I was underwhelmed with Alvin Plantinga's achievements, though the atheist crowd consider him quite the intellectual representative for "theists."

Is that in a philosophy department? My formal training in philosophy stops at four courses in undergrad, but the atheists and Christians in my math department both thought Plantinga's defining himself to be right was as useful (and as funny) as the mathematician in the joke who takes a yard of fencing, walls himself in and says "I define myself to be on the outside of this fence." I never got the sense that he was well known, but I was never really looking, either.

Leighton,

Plantinga is that rare evangelical (Calvinist really) philosopher who has managed to scrape together some professional respect in the larger field of philosophy. Last I heard he was at Notre Dame, but I think he spent some time at Calvin before that. He and Wolterstorff have tried very hard to make a comprehensive response to non-theistic models. Unfortunately, they both come from the Calvinist perspective, which is completely unhelpful for me, as I've decided the whole system is completely full of shit once you decide you don't accept even one of the premises. However, they are also the only two Reformed philosophers I've read who are sincerely trying to do post-Barthian Reformed philosophy. I guess that's the long answer for him being well-known: his students and people who read Reformed theology know who he is, as do professional theologians. That's saying something in a field as small as evangelical philosophy.

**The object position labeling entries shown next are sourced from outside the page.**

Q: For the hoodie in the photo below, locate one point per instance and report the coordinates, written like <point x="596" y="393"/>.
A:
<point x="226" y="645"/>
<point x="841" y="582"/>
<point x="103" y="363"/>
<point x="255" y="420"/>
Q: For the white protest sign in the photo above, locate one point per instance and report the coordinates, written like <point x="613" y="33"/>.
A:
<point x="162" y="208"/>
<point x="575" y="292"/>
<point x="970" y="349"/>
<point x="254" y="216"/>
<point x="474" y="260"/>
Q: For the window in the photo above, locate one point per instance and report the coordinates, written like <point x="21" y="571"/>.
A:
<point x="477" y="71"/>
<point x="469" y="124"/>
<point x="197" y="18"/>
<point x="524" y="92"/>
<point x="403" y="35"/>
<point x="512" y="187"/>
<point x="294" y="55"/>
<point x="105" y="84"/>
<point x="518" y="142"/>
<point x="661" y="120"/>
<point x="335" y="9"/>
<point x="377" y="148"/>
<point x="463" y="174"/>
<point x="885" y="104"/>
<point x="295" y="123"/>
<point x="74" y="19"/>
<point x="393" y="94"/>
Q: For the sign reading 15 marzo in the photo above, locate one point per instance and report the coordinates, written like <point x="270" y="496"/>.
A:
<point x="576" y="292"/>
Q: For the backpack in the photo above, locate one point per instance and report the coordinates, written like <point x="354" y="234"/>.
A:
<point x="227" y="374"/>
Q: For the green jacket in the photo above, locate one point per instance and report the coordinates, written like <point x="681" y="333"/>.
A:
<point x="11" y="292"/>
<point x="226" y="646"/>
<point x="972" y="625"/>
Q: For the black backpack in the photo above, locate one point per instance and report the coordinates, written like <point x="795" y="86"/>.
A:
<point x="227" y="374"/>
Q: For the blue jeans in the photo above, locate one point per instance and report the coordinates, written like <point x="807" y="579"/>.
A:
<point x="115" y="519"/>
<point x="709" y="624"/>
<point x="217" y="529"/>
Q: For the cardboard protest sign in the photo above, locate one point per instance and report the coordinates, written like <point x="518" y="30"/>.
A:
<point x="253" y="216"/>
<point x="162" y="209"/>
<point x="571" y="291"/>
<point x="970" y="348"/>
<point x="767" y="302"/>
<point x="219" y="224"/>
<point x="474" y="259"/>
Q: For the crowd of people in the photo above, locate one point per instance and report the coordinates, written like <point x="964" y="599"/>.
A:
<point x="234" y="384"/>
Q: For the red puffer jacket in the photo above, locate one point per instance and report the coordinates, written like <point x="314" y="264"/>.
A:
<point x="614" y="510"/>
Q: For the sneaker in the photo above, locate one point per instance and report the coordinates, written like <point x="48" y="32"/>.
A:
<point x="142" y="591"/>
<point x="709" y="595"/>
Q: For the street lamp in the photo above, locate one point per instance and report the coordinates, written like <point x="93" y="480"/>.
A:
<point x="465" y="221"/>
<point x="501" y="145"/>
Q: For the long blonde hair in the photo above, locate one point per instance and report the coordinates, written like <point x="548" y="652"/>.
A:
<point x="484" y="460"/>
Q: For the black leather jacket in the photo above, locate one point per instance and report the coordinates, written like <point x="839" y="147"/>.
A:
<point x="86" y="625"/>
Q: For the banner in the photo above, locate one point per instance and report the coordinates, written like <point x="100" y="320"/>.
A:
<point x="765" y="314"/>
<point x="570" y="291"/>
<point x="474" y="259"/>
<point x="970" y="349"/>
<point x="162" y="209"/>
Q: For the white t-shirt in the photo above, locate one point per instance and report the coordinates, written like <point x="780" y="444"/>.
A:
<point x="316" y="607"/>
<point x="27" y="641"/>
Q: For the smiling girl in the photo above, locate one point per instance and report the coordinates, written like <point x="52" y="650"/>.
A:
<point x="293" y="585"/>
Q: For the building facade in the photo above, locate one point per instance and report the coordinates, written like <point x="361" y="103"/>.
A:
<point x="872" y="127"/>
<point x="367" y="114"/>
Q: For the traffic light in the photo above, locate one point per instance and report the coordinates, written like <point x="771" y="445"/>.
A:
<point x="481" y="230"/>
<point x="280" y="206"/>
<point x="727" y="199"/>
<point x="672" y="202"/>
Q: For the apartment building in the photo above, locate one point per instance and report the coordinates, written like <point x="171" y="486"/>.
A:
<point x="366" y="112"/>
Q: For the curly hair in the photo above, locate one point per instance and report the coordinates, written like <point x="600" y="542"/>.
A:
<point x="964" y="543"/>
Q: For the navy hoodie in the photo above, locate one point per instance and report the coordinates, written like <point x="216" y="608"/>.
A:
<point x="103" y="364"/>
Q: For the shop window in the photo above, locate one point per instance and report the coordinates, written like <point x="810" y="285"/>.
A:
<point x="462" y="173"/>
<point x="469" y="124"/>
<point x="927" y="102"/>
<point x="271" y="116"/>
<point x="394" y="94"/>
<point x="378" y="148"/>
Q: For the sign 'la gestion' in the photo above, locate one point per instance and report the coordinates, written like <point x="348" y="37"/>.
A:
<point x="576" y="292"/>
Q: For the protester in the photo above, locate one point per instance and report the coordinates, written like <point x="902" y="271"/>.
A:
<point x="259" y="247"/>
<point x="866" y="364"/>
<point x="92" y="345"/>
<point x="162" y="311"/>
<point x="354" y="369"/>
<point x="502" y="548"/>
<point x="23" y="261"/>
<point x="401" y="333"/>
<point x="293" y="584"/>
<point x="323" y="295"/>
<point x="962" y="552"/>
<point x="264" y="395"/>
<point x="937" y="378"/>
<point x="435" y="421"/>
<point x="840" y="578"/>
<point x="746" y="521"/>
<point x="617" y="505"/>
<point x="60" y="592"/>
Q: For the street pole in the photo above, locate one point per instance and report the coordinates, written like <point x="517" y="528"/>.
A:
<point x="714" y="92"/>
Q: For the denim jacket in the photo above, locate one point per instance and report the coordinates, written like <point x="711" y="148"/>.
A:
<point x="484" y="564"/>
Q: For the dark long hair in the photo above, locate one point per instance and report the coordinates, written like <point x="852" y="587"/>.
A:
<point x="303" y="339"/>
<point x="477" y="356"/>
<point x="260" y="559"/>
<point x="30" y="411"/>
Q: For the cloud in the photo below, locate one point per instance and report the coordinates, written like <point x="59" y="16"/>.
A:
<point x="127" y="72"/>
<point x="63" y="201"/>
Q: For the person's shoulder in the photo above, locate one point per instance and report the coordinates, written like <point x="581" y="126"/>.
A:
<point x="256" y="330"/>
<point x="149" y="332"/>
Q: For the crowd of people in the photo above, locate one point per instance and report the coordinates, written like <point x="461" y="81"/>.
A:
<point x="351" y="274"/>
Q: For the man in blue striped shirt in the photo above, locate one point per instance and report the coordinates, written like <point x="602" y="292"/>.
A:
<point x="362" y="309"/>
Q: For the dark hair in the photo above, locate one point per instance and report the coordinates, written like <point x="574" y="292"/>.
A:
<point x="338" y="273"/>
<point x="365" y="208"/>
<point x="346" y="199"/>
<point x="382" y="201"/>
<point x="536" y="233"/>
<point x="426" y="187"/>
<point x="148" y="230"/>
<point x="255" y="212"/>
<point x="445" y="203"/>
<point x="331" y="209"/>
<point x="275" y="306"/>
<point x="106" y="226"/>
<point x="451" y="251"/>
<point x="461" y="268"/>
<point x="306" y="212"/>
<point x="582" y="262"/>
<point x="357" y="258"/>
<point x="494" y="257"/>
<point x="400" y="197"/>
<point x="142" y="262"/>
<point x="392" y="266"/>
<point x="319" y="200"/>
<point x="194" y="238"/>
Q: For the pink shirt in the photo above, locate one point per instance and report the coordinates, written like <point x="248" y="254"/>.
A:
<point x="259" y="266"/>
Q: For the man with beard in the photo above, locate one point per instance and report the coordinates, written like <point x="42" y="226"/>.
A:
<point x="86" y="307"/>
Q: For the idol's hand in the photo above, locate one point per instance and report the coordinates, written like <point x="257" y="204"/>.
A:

Earlier this week, Bart Ehrman was on NPR (it is still on the website) he sees himself as agnostic, and he articulated well, the idea of "leaving the faith." He even addressed the new athiest movement and how they may have gone too far. One particularly meaningful thing he said was how fellowship was an element that is missing in the new movement. I remember a post that you wrote a while back speaking on the importance of friendship, I think that is probably as close as we can get, and I think I am ok w/ that. Anyways, it is about 45min long and well worth the listen. If you get a chance, check it out and let me know what you think. I appreciate your constant honesty and willingness to share it.